Пионерский гамбит 2 (СИ) - Фишер Саша
Только мисочки здесь были другие, не такие, как я помнил. В кафе-мороженом из моего детства это были такие вазочки на ножке. Они были еще как-то не очень прочно соединены, и чашка все время покачивалась. Маленький я боялся, что она не удержится и перевернется, и все мое мороженое окажется на полу. Поэтому я старался сожрать его как можно быстрее, простывал, а потом меня очень долго не водили в кафе. А здесь куски сладкого лакомства накладывали в металлические чашки на трех ножках. Тонкие, как будто из фольги. Пальцы сразу же замерзали, стоило взять эту мисочку в руку. Хотя, кажется, она называлась креманкой, а не мисочкой. Просто больше всего она по форме походила на миски для кошек и собак.

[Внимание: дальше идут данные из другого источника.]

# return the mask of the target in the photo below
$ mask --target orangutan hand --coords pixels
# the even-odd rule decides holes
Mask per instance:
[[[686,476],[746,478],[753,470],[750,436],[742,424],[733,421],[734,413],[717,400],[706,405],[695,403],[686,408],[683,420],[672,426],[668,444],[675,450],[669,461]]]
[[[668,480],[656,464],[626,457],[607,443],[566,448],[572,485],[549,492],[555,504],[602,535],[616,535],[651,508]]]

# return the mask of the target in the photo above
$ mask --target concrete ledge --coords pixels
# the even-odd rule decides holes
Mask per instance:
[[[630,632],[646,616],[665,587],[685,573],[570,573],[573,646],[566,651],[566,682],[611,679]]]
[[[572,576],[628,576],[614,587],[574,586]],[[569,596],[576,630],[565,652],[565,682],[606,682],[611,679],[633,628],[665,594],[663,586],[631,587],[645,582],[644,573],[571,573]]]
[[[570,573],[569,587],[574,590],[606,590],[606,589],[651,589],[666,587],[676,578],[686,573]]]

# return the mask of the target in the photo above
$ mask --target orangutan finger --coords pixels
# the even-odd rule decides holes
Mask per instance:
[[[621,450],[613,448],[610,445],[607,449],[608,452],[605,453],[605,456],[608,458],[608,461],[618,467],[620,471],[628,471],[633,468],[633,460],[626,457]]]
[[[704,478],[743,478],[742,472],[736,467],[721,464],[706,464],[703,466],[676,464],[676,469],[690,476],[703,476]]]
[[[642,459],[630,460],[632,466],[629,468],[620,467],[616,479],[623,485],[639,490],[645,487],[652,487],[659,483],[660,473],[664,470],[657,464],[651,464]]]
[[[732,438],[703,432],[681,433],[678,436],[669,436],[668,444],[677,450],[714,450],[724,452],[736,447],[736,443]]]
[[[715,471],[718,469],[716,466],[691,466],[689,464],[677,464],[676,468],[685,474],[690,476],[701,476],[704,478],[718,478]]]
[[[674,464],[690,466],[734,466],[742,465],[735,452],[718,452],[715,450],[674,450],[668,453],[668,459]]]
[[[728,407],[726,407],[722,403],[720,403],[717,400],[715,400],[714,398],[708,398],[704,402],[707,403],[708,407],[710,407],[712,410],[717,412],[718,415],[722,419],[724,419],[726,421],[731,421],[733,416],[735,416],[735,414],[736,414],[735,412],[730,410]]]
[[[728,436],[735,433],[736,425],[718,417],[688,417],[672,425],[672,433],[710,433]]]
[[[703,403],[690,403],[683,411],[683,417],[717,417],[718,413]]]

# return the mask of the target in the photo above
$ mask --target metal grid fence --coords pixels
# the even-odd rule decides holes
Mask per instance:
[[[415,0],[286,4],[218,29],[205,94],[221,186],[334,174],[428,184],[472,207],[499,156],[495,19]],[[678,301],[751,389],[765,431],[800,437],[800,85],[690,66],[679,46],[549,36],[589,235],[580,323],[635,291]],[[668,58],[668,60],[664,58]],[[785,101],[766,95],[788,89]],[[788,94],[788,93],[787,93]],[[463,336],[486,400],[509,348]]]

Неожиданно хорошая поездка все-таки получилась. Если бы еще я не заказал этот дурацкий мандариновый джем, то было бы практически идеально. Много плохого можно было сказать о Чемодакове, но вот что было реально неплохо, так это то, что он не крысился на меня всю поездку, щедро раскошелился на билеты и мороженое, шутил и вообще всем своим видом показывал, что это чуть ли не его собственная идея.
Даже странно как-то.
И фальшивости во всей этой жизнерадостности не ощущалось вот ни капельки.
— …а как он тогда ему залепил, а! — над верхней губой Марчукова белели усы от молочного коктейля, но его это, кажется, вообще ничуть не смущало. — Вернусь домой, пойду в секцию карате! Хочу вот так же — кия! Хэк! Хэк!
— Артур Георгиевич, это же вымысел все? — спросила Друпи. — Сейчас же не существует уже пиратов?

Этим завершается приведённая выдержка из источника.